Durante os três primeiros anos de governo, Vargas enfrentou inúmeros problemas internos e externos. Seu primeiro ministério tentou contemplar as diversas forças políticas que o haviam apoiado nas eleições presidenciais em outubro de 1950, e a política econômica adotada por seu governo também resultou da tentativa de conciliação entre as principais tendências de desenvolvimento econômico então existentes. Contudo, a oposição, representada no setor civil pela União Democrática Nacional (UDN) e, no setor militar, pela Cruzada Democrática, era implacável.
Em fevereiro de 1954, o governo, às voltas com grave crise econômica, política e partidária, viu-se diante de mais uma dificuldade: 82 coronéis e tenentes-coronéis, ligados à ala conservadora do Exército no Rio de Janeiro, assinaram um manifesto que ficou conhecido também como Memorial dos Coronéis. Nesse memorial, elaborado no dia 8 de fevereiro e divulgado na íntegra pela imprensa 12 dias depois, os coronéis alardeavam a “deterioração das condições materiais e morais” indispensáveis ao pleno desenvolvimento da instituição, cujo ” perigoso ambiente de intranqüilidade” se ampliava. Os coronéis conclamavam seus superiores a promover uma “campanha de recuperação e saneamento no seio das classes armadas”, com o firme propósito de restaurar os “elevados padrões de eficiência, de moralidade, de ardor profissional e dedicação patriótica, que (…) asseguravam ao Exército respeito e prestígio na comunidade nacional”.
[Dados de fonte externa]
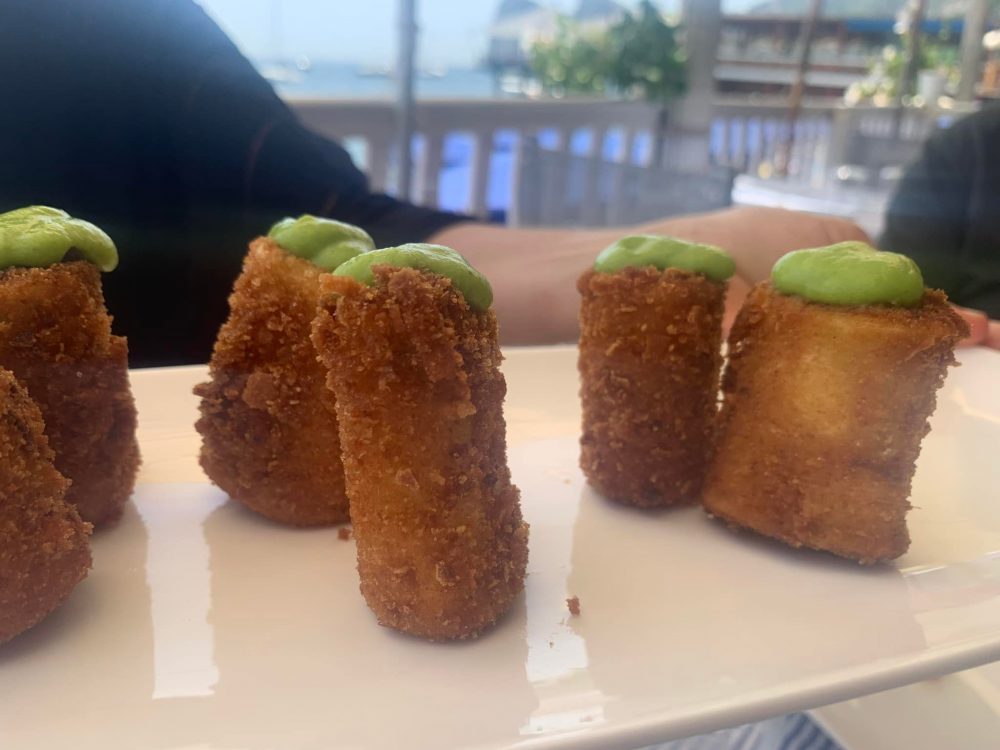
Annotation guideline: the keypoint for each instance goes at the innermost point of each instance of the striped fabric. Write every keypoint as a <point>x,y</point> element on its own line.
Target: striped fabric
<point>793,732</point>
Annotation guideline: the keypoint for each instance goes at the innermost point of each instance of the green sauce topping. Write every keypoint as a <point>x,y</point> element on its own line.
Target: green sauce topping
<point>434,258</point>
<point>641,250</point>
<point>323,242</point>
<point>849,273</point>
<point>40,236</point>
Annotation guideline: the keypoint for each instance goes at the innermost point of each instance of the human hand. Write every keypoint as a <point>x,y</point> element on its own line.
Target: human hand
<point>982,330</point>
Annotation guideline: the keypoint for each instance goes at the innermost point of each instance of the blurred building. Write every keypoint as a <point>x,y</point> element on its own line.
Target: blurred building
<point>519,23</point>
<point>759,49</point>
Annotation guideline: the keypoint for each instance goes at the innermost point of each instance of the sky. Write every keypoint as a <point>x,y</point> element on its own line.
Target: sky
<point>452,32</point>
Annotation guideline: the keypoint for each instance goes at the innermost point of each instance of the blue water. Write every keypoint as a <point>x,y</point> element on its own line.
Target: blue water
<point>346,80</point>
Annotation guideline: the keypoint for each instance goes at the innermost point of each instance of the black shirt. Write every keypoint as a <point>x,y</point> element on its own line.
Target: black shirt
<point>946,212</point>
<point>144,118</point>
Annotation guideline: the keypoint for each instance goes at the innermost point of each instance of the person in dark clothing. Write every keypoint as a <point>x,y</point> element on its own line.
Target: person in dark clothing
<point>946,212</point>
<point>143,117</point>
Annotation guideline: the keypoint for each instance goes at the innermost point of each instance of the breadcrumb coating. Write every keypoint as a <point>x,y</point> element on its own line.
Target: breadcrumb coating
<point>442,547</point>
<point>55,336</point>
<point>268,423</point>
<point>44,551</point>
<point>824,410</point>
<point>649,376</point>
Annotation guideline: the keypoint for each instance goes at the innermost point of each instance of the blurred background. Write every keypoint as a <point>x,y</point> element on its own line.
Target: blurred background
<point>597,112</point>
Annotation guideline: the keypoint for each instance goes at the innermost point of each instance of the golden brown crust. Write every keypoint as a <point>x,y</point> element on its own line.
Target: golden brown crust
<point>44,552</point>
<point>442,547</point>
<point>824,410</point>
<point>649,376</point>
<point>55,336</point>
<point>268,423</point>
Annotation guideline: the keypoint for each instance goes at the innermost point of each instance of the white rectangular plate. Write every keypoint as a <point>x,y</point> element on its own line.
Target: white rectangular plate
<point>204,626</point>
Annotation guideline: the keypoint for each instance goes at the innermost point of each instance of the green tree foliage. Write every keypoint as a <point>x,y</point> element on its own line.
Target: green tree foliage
<point>638,56</point>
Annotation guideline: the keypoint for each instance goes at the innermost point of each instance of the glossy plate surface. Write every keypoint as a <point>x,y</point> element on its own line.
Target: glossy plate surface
<point>203,626</point>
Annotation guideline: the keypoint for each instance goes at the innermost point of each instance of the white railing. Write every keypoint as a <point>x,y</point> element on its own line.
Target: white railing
<point>373,123</point>
<point>746,136</point>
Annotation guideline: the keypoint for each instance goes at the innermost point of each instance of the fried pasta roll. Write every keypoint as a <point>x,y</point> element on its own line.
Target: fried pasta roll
<point>411,349</point>
<point>44,552</point>
<point>55,336</point>
<point>832,374</point>
<point>268,424</point>
<point>650,337</point>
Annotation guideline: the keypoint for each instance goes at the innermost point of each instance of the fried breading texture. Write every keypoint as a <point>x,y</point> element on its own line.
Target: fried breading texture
<point>268,423</point>
<point>442,547</point>
<point>649,376</point>
<point>824,410</point>
<point>55,336</point>
<point>44,551</point>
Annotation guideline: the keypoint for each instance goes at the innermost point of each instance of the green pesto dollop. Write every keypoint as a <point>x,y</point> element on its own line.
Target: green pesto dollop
<point>639,250</point>
<point>40,236</point>
<point>849,273</point>
<point>434,258</point>
<point>323,242</point>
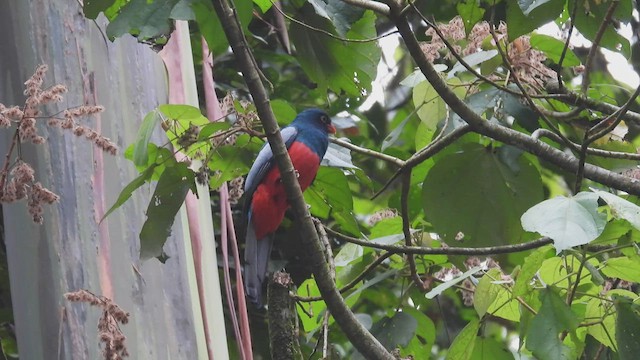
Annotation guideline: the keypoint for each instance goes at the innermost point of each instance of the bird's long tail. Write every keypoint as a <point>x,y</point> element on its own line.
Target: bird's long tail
<point>256,261</point>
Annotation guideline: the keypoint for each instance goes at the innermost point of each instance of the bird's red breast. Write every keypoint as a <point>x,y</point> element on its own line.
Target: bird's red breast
<point>269,201</point>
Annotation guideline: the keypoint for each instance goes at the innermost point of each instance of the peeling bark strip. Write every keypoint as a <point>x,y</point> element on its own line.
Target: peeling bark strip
<point>283,319</point>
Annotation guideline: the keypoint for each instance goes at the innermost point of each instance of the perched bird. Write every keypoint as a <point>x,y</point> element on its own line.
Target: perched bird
<point>307,139</point>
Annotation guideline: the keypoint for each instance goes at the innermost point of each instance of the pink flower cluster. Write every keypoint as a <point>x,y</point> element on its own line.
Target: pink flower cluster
<point>21,184</point>
<point>17,178</point>
<point>109,330</point>
<point>528,63</point>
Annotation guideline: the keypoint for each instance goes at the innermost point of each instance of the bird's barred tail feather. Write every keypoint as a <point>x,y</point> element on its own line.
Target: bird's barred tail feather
<point>256,258</point>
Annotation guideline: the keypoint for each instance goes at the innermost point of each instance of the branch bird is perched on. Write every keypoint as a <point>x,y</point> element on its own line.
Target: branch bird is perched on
<point>307,139</point>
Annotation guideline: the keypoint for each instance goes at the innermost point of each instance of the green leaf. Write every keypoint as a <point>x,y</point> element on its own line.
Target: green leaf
<point>333,187</point>
<point>210,26</point>
<point>338,156</point>
<point>532,264</point>
<point>462,346</point>
<point>333,64</point>
<point>341,14</point>
<point>128,190</point>
<point>228,162</point>
<point>431,108</point>
<point>490,348</point>
<point>142,18</point>
<point>472,192</point>
<point>395,134</point>
<point>167,199</point>
<point>264,5</point>
<point>553,317</point>
<point>310,313</point>
<point>471,13</point>
<point>284,112</point>
<point>211,128</point>
<point>604,332</point>
<point>527,6</point>
<point>622,268</point>
<point>396,331</point>
<point>183,11</point>
<point>140,149</point>
<point>181,119</point>
<point>627,329</point>
<point>486,292</point>
<point>569,221</point>
<point>93,8</point>
<point>425,334</point>
<point>519,24</point>
<point>448,284</point>
<point>348,253</point>
<point>622,208</point>
<point>553,48</point>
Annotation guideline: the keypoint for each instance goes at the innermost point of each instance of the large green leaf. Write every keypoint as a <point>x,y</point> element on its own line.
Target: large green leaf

O memorial protestava principalmente contra o descaso do governo em face das necessidades do Exército, relativas, por exemplo, à precariedade das instalações em todo território nacional, ao reequipamento das unidades, cujo material bélico era em sua maioria obsoleto, e ao reajuste salarial dos militares do Exército, em “eterna disparidade” em relação às forças armadas de outros países. Nesse sentido, teciam sérias críticas ao aumento de 100% do salário mínimo proposto por João Goulart, ministro do Trabalho recentemente nomeado.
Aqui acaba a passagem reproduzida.